You clearly do not understand basic economics if you think that policies are what create barriers of entry for things like utility companies.

It is simple cause and effect. Before the FDA came about 90% of the food we are came from small businesses. Before glass Steagull most banking was done by small banks. Policies typically make barrier to entry harder for businesses. I shouldn't even have to discuss stats to prove this.
First of all, utility companies and agriculture are very different industries. The point I was making is that for a utility company, the real barrier of entry is the infrastructure required to provide their service, not government regulations. You can argue that the FDA has made it harder for small businesses to provide food, and that's fine. I have no problem with that. I prefer getting food that I know is safe to eat from large agribusiness, than getting food with no quality control from small farmers or butchers.

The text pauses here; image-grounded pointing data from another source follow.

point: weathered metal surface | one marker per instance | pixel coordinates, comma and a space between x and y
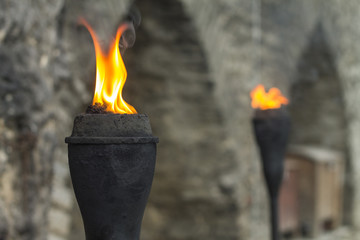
112, 176
272, 129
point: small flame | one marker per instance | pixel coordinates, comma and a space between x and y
272, 99
110, 74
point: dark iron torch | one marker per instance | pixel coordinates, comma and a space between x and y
112, 161
272, 127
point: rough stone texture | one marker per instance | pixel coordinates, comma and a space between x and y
191, 71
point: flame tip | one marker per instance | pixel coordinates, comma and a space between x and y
110, 74
263, 100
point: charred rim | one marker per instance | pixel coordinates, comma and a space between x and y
112, 162
271, 128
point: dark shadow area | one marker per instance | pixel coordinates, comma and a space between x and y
318, 114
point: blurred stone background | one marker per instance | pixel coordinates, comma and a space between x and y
191, 70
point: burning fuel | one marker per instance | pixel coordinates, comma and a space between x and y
267, 100
110, 74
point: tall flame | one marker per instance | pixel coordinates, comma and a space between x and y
270, 100
110, 74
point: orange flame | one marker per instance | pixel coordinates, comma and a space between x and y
110, 74
270, 100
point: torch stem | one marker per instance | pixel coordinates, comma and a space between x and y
274, 218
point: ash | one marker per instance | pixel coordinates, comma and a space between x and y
97, 108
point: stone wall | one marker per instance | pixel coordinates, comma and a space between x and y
191, 70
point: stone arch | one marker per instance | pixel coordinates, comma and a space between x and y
344, 34
317, 104
169, 78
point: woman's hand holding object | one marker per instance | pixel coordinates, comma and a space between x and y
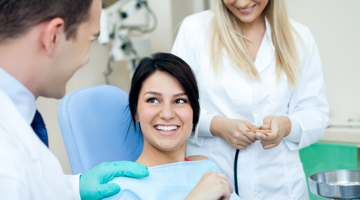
212, 186
280, 127
231, 130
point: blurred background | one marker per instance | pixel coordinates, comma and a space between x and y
334, 24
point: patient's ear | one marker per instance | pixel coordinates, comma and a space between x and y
137, 118
54, 32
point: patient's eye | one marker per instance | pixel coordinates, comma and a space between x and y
152, 100
180, 101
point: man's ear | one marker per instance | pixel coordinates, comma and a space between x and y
54, 31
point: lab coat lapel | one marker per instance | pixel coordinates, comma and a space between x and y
17, 128
265, 55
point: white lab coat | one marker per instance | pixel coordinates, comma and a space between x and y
262, 174
28, 169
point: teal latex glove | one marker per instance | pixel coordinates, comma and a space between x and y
94, 184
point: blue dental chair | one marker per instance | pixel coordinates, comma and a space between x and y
96, 127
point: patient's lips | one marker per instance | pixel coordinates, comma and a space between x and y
166, 129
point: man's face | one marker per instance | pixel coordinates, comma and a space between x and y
72, 54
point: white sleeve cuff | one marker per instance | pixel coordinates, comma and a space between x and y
74, 186
204, 126
296, 131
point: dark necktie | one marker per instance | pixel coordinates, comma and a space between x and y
38, 126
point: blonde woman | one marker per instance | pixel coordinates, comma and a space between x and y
256, 69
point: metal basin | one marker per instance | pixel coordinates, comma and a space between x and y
338, 184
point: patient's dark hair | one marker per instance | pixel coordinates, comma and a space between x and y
172, 65
18, 16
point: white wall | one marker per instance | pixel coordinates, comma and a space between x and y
335, 27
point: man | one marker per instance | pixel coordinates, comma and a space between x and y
42, 44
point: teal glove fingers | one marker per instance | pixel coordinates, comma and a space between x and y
94, 183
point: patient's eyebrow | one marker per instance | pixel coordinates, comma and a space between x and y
180, 94
96, 35
153, 93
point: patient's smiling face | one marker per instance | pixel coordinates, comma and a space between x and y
164, 112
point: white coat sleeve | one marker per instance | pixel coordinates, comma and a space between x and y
13, 189
187, 47
308, 107
74, 191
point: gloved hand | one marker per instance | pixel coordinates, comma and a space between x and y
94, 184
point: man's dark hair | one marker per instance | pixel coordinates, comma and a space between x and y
18, 16
172, 65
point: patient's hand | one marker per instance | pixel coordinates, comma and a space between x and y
212, 186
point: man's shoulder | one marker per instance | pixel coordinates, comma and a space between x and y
198, 158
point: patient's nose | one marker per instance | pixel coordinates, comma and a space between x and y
167, 112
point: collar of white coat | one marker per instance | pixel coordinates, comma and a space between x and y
17, 128
265, 55
23, 99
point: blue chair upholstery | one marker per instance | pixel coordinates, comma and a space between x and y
96, 127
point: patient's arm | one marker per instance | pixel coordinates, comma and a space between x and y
212, 186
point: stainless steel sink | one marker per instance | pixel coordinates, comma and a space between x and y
338, 184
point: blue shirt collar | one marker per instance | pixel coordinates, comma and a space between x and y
23, 99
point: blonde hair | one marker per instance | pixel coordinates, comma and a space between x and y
227, 34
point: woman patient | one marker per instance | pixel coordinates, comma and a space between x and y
164, 99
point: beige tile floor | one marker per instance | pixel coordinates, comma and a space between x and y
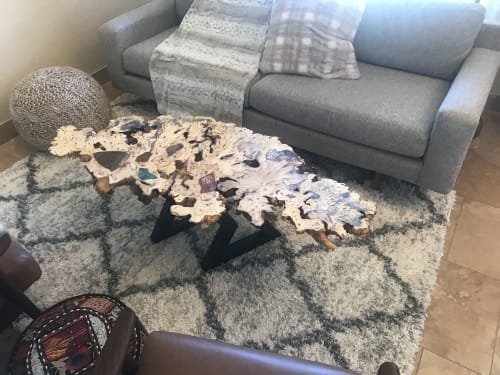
462, 333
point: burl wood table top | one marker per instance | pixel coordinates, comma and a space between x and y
205, 165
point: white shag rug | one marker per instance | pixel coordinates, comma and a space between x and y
356, 307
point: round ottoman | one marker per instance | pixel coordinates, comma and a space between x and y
68, 337
49, 98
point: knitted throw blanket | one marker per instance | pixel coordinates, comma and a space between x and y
206, 66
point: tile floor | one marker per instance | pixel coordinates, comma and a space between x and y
462, 333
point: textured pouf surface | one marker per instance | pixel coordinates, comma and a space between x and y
49, 98
68, 338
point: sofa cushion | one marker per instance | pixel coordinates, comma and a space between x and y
136, 58
386, 109
431, 39
181, 7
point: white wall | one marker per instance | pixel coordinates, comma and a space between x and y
40, 33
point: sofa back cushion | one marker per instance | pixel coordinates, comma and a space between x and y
182, 7
429, 39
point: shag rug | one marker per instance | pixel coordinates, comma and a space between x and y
357, 306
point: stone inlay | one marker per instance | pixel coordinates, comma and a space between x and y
204, 165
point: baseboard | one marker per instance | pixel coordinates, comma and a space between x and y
7, 129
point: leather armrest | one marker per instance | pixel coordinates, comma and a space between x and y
175, 354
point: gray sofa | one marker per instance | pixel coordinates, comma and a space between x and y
411, 115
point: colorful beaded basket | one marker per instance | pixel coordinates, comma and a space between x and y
68, 337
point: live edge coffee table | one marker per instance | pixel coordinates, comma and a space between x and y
202, 167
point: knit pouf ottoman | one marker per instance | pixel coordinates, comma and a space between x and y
49, 98
68, 337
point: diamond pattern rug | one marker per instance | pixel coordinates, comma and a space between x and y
356, 307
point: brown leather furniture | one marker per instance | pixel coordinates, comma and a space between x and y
18, 271
174, 354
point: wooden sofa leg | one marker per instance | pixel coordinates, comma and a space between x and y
377, 180
479, 127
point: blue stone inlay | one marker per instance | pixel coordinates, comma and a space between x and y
145, 174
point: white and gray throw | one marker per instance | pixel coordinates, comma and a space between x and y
207, 65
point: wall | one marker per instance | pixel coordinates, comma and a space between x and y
489, 37
40, 33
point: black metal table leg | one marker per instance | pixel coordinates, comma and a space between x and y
168, 225
221, 250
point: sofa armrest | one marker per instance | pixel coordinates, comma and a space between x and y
457, 120
133, 27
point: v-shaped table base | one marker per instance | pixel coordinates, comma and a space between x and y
221, 249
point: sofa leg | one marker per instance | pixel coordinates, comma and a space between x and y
377, 180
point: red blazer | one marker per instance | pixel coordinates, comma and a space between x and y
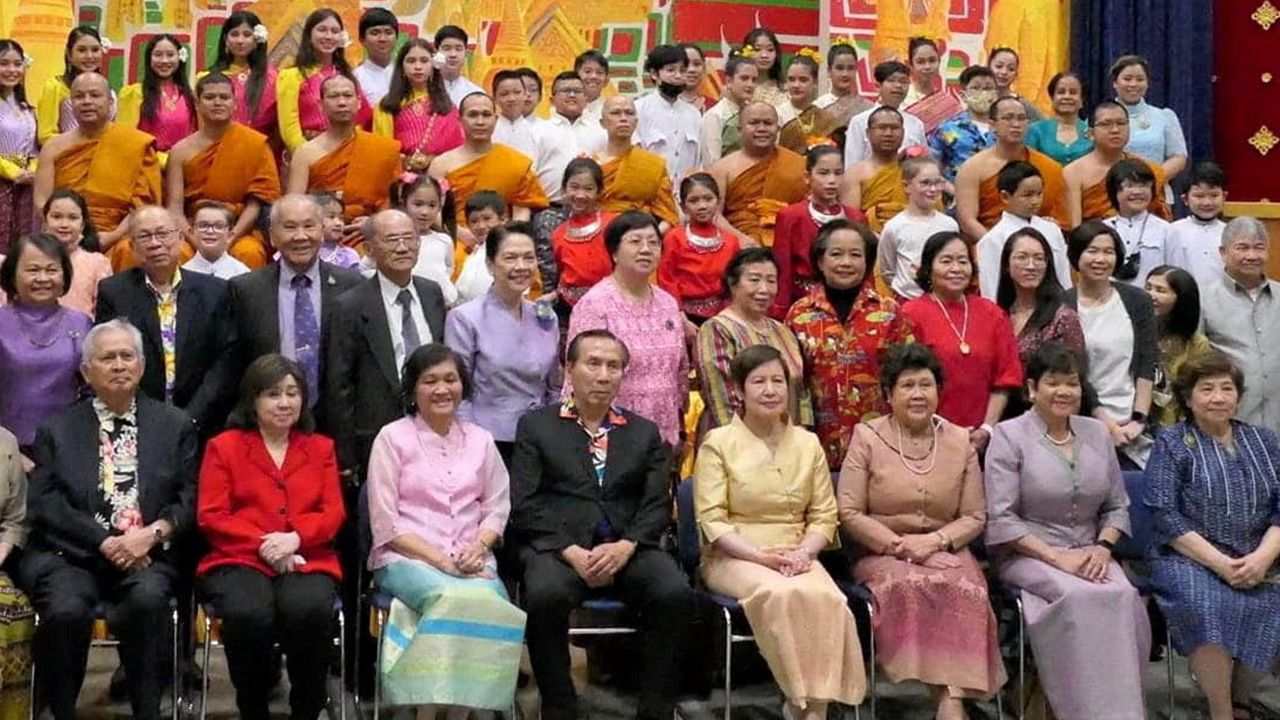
243, 496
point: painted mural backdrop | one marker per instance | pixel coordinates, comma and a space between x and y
547, 35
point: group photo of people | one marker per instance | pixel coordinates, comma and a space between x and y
384, 384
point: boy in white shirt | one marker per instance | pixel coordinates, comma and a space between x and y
213, 228
1194, 241
1022, 188
1146, 237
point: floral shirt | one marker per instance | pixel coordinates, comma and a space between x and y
844, 360
118, 468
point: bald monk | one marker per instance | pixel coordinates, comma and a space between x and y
1087, 178
760, 178
346, 159
114, 168
224, 162
634, 178
874, 185
978, 201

It is obvious that the more expensive it is to adhere to government policies and the more rope you have to cut through, the less likely you are to get your business off the ground. A few big companies fooled the American people into thinking the FDA was a good ideal and those same ones cornered the market, same thing with banking.
What? No. This is wrong. The FDA forced big companies to stop producing disgustingly unsafe meat in order to protect consumers. If you'd rather go back to the time when there was no regulation, you haven't read Upton Sinclair's The Jungle.

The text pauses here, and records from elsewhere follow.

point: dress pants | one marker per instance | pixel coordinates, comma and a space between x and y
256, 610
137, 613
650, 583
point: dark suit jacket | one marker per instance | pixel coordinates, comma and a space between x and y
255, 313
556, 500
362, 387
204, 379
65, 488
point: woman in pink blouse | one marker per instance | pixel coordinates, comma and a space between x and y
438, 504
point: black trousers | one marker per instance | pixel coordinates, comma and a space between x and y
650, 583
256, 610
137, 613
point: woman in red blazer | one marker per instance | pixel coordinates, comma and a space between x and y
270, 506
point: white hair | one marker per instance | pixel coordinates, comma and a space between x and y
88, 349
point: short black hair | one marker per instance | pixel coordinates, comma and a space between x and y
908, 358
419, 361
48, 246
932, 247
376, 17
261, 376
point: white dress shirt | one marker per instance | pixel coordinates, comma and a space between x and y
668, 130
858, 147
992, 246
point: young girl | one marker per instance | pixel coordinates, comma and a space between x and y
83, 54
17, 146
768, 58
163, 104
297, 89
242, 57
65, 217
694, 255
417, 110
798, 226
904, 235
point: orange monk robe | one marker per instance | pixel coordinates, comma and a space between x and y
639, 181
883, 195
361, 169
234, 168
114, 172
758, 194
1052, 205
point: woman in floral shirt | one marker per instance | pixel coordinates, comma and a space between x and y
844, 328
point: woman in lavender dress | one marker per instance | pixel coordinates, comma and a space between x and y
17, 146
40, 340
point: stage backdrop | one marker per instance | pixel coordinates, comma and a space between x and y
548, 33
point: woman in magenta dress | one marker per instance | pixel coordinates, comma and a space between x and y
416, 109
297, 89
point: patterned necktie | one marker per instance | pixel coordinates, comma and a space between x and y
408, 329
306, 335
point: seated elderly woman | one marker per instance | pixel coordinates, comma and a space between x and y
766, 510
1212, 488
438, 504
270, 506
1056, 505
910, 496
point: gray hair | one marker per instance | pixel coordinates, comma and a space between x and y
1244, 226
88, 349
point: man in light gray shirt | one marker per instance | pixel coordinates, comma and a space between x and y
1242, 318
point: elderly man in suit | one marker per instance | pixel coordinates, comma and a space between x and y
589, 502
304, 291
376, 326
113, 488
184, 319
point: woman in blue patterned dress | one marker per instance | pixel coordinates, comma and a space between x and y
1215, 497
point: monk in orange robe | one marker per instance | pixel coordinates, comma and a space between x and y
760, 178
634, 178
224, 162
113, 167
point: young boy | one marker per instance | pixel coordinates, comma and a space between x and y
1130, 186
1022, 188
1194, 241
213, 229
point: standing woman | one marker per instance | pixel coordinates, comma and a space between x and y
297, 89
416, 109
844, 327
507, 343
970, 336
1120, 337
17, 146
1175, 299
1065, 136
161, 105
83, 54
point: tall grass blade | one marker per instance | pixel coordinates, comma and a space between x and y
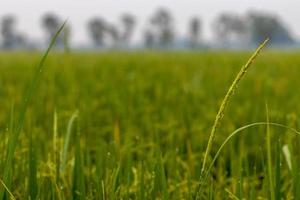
32, 186
13, 140
226, 100
237, 131
269, 158
64, 153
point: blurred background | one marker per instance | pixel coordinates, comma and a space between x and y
155, 24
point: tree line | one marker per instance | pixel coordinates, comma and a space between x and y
229, 29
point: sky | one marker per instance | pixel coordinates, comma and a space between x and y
78, 12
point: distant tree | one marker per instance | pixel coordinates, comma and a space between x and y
51, 23
8, 32
114, 35
194, 32
229, 27
97, 28
263, 25
149, 39
128, 22
162, 22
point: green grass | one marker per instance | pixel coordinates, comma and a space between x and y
143, 125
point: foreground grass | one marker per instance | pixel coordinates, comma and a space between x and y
143, 124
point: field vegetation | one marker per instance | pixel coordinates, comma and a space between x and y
135, 125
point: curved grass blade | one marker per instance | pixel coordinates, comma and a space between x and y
67, 142
226, 100
13, 140
237, 131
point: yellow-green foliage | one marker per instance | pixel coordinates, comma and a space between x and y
143, 123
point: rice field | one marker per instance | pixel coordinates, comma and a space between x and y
136, 125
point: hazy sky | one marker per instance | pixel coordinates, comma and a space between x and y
79, 11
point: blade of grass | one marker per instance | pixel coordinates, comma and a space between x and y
64, 152
13, 140
237, 131
269, 158
226, 100
32, 186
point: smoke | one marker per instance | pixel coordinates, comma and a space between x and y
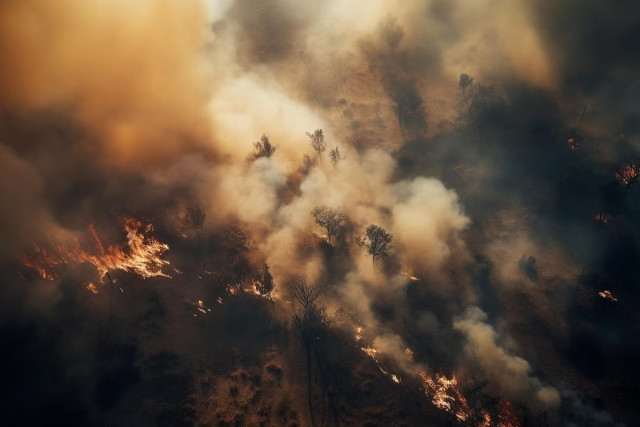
113, 108
511, 373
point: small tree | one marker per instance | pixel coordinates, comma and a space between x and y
335, 157
376, 240
317, 141
310, 320
465, 81
304, 293
307, 164
332, 220
266, 285
263, 148
390, 31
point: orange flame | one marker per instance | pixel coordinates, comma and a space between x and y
445, 394
607, 295
143, 255
629, 173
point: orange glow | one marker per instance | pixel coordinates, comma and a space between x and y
142, 255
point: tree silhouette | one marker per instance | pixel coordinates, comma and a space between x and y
266, 285
390, 31
317, 141
335, 157
465, 81
376, 240
263, 148
332, 220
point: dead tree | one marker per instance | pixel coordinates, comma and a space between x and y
376, 240
317, 141
263, 148
332, 220
266, 285
310, 320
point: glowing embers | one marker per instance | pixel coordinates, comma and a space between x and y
601, 218
201, 307
445, 394
142, 254
629, 172
608, 296
410, 277
373, 353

This thread isn't even about that. It is about whether business owners should have freedom if it goes against the whim of whatever people find ethical at the time.
Yes, I know this thread is about something else. For what it's worth, I actually think it's ok for businesses to refuse to service an event they don't approve of, for whatever reason. The only exception is if the consumer cannot obtain that service anywhere because all of the businesses are discriminating against them. Like in the South before the Federal Government stepped in and ended segregation. So if there is a town where all of the florists and bakers refuse to service a gay marriage, then someone who wants to get gay married there is being unlawfully discriminated against.

I think I agree with most of that. As far as safe food being concerned, I think that there are Libertarian solutions to that problem that don't require any sort of regulatory commitee. If your business causes a death and you didn't take reasonable steps to prevent that, than you can face not only stiff fines, but stiff prison sentences. In our world rich people that put bad drugs on the market that end up killing people could end up with some pretty stiff fines, but in my world they face the possibility of being executed, so it balances out in my opinion.